To be honest, I don't really remember what I ate on Thanksgiving when I was growing up. Oh, sure, there was turkey, but I think that my mom was in charge of the meal — and being that she is a native of the Philippines, the traditional bird was accompanied by rice and Filipino dishes. I do remember that at some point in my early grade school career, we were served a Thanksgiving lunch in the cafeteria (which was a Big Deal since we all had to bring our own lunches every day). It featured more expected fare, like mashed potatoes and boiled carrots. After which, I returned home to ask why we didn't eat those things when we had Thanksgiving — and so they began to appear at our Thanksgiving meals. We never did eat green bean casserole or cranberry jelly or things like that. I often wonder if this was because my father, having been born and raised in the Midwest and having escaped to San Francisco as a young man, was trying to get as far as he could from the cuisine of Minnesota by pretending it didn't exist. (He is a gourmand of sorts, who likes to avoid the convenience foods of his upbringing and who, I think, inspires the way I cook today.) Anyway, my parents being who they are resulted in less than memorable Thanksgivings for me, to say the least.

Even now, I have to admit that I'm not that excited about my family's Thanksgiving meal. In recent years, the turkey has been featured with my mother's mashed potatoes, my aunt's molded iceberg salad, grocery store pies, rice (of course), and a variety of Filipino dishes. It's those other dishes, the ones my mom's side of the family are best at making, that demand my attention at Thanksgiving lunch. Bring on the palabok, I say! I love that so many people, no matter what country they might hail from, seem to enjoy celebrating Thanksgiving (well, how could you not want to celebrate an entire day dedicated to eating?) and that I hear so many cultural variations on the meal — which include lechon, hot pot, or Korean barbecue. But leave the turkey out then. "Tradition" isn't worth it if the meat's dried out.
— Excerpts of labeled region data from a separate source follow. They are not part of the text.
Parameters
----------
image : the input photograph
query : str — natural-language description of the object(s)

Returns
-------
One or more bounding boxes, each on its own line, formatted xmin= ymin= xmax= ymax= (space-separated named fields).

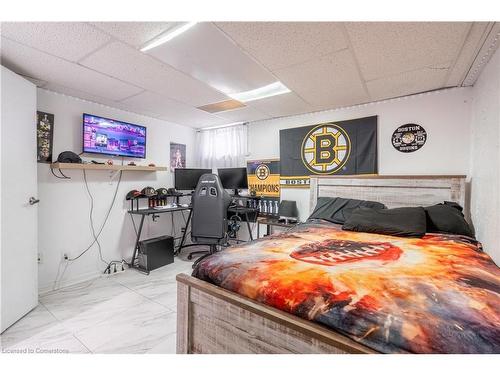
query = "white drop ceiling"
xmin=0 ymin=22 xmax=500 ymax=128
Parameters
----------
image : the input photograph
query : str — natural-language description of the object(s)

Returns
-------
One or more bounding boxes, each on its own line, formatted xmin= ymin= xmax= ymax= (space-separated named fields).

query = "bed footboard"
xmin=177 ymin=274 xmax=375 ymax=354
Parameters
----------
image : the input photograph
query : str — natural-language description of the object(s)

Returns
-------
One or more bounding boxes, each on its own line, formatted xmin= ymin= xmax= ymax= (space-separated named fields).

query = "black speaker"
xmin=137 ymin=236 xmax=174 ymax=271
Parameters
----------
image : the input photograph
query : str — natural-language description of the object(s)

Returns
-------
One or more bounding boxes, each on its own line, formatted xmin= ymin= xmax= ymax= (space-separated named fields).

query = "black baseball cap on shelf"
xmin=141 ymin=186 xmax=156 ymax=197
xmin=125 ymin=189 xmax=142 ymax=201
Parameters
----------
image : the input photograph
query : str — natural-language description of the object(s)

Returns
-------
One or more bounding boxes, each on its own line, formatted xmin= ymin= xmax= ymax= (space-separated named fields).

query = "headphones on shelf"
xmin=227 ymin=215 xmax=242 ymax=238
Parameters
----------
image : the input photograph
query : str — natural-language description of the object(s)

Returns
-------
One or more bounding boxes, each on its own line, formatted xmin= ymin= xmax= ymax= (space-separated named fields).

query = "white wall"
xmin=0 ymin=66 xmax=38 ymax=333
xmin=37 ymin=89 xmax=195 ymax=291
xmin=249 ymin=88 xmax=472 ymax=220
xmin=471 ymin=50 xmax=500 ymax=265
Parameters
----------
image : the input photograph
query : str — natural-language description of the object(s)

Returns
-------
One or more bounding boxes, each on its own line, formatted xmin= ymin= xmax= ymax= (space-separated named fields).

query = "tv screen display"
xmin=83 ymin=113 xmax=146 ymax=158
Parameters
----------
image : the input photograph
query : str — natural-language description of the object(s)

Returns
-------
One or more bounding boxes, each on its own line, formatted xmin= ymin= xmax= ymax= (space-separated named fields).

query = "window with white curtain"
xmin=196 ymin=124 xmax=248 ymax=168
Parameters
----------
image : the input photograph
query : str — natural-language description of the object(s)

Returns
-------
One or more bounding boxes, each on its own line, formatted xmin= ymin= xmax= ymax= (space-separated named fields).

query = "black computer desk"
xmin=227 ymin=206 xmax=259 ymax=241
xmin=128 ymin=206 xmax=192 ymax=274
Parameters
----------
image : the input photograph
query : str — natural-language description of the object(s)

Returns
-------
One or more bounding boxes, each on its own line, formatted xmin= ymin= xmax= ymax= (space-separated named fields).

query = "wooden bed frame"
xmin=177 ymin=176 xmax=468 ymax=354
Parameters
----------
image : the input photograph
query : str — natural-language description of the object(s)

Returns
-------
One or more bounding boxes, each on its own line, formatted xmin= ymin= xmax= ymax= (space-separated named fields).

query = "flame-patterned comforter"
xmin=193 ymin=221 xmax=500 ymax=353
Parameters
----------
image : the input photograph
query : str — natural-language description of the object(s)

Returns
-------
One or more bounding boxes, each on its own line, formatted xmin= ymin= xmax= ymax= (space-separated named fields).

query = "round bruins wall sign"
xmin=301 ymin=124 xmax=351 ymax=174
xmin=392 ymin=124 xmax=427 ymax=152
xmin=255 ymin=164 xmax=271 ymax=180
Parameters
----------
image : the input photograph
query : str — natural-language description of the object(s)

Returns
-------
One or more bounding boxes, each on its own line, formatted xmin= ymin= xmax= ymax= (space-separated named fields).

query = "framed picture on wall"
xmin=36 ymin=111 xmax=54 ymax=163
xmin=170 ymin=142 xmax=186 ymax=172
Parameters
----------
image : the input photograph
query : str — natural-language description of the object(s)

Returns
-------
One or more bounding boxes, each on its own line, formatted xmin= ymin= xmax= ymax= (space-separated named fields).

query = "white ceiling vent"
xmin=197 ymin=99 xmax=246 ymax=113
xmin=462 ymin=22 xmax=500 ymax=86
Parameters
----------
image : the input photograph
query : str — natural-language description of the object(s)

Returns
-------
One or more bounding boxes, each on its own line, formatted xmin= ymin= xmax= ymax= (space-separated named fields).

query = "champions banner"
xmin=247 ymin=159 xmax=280 ymax=198
xmin=280 ymin=116 xmax=377 ymax=188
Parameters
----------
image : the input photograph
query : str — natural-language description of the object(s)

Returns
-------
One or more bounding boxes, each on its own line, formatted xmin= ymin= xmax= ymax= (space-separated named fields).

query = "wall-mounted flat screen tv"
xmin=83 ymin=113 xmax=146 ymax=158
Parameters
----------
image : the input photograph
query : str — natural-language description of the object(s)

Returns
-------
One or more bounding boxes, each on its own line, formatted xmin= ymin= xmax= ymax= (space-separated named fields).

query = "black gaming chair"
xmin=188 ymin=173 xmax=231 ymax=267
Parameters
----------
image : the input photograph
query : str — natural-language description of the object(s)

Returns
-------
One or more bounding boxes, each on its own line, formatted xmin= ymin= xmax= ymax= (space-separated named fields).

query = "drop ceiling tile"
xmin=121 ymin=91 xmax=227 ymax=127
xmin=147 ymin=22 xmax=276 ymax=93
xmin=217 ymin=103 xmax=270 ymax=123
xmin=446 ymin=22 xmax=489 ymax=86
xmin=217 ymin=22 xmax=348 ymax=70
xmin=91 ymin=22 xmax=177 ymax=48
xmin=80 ymin=42 xmax=229 ymax=107
xmin=274 ymin=50 xmax=369 ymax=109
xmin=366 ymin=64 xmax=449 ymax=100
xmin=2 ymin=37 xmax=143 ymax=100
xmin=250 ymin=92 xmax=314 ymax=117
xmin=346 ymin=22 xmax=470 ymax=80
xmin=2 ymin=22 xmax=111 ymax=61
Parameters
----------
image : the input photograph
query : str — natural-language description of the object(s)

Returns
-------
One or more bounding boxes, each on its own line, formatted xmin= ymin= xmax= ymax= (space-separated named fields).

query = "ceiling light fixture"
xmin=227 ymin=81 xmax=291 ymax=103
xmin=141 ymin=22 xmax=198 ymax=52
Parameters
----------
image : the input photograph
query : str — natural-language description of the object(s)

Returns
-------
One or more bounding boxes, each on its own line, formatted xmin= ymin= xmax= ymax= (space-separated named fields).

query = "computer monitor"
xmin=217 ymin=168 xmax=248 ymax=195
xmin=174 ymin=168 xmax=212 ymax=190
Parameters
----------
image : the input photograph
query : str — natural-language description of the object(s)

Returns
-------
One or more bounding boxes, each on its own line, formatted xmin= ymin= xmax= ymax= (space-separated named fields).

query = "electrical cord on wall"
xmin=83 ymin=169 xmax=109 ymax=267
xmin=68 ymin=170 xmax=123 ymax=265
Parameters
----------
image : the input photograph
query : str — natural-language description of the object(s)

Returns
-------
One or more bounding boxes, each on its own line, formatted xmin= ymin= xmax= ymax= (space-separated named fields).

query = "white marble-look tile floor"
xmin=0 ymin=257 xmax=193 ymax=353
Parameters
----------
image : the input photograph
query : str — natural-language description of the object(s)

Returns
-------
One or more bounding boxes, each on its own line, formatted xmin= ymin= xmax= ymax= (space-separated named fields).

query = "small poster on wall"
xmin=36 ymin=111 xmax=54 ymax=163
xmin=247 ymin=159 xmax=280 ymax=200
xmin=170 ymin=142 xmax=186 ymax=172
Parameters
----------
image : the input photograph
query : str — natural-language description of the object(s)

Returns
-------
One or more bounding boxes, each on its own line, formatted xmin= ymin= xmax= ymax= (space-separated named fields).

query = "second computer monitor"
xmin=217 ymin=168 xmax=248 ymax=195
xmin=174 ymin=168 xmax=212 ymax=190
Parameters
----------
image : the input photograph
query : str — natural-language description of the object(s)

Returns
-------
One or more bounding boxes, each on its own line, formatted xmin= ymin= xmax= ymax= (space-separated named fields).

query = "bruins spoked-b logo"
xmin=302 ymin=123 xmax=351 ymax=174
xmin=255 ymin=164 xmax=271 ymax=180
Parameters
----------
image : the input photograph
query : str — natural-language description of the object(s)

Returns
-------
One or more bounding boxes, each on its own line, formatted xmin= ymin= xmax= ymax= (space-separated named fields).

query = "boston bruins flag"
xmin=280 ymin=116 xmax=377 ymax=187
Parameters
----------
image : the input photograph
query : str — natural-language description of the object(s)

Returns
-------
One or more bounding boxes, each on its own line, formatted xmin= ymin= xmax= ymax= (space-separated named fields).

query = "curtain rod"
xmin=196 ymin=122 xmax=249 ymax=133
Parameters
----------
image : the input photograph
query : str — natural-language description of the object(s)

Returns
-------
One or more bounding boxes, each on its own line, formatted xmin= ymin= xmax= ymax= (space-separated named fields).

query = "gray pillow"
xmin=309 ymin=197 xmax=386 ymax=224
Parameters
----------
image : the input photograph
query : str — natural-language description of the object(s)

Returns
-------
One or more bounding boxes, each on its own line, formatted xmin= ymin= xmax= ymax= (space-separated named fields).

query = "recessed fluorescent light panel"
xmin=227 ymin=81 xmax=290 ymax=103
xmin=141 ymin=22 xmax=197 ymax=52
For many years, I've made up for the lack of those American traditions I never had by making my own separate Thanksgiving meal. Sometimes it was just prepared for me and the Anthropologist, but more recently, I've been having friends over to share in potluck-style Thanksgiving gluttony. I make roast chicken and pie, while they bring sides dishes and more pie. We eat the foods we love now as adults and make new memories together. And isn't that what Thanksgiving is truly all about?

Sunday, November 13, 2011

Just in time for winter

Wow, it's dusty in here! I haven't posted in — what, almost a year? Which isn't to say I haven't been cooking. Quite the opposite, actually. In the spring, I cooked my way through The Sunset Cookbook. In the summer, I let the produce of the farmers' market be my guide. Lately, I've been cooking the featured recipes on Fine Cooking's Facebook page. Soon I want to start putting to use the fabulous Essential New York Times Cookbook (which is the kind of cookbook that demands a thorough read — so I'm not even halfway finished!). Also, I really got into canning, and it truly became an obsession. It was hard to look at fruits and veggies and not consider how I could can them! I made berry and stone fruit jams, different kinds of chutney, peach barbecue sauce, even watermelon rind pickles.

I've tried to do all sorts of things with this blog, all while writing about the food I'm eating. I've tried to find "challenges" and post about them. These never seemed to get further than one or two posts. I've tried to track how much my meals cost to make, in order to prove that one really can eat organic, local food and not spend buckets of money. This made writing about food less interesting. I think that in order to keep up this blog, I'm just going to go back to writing about what is exciting me in the kitchen these days — and hope that you find that exciting enough to read.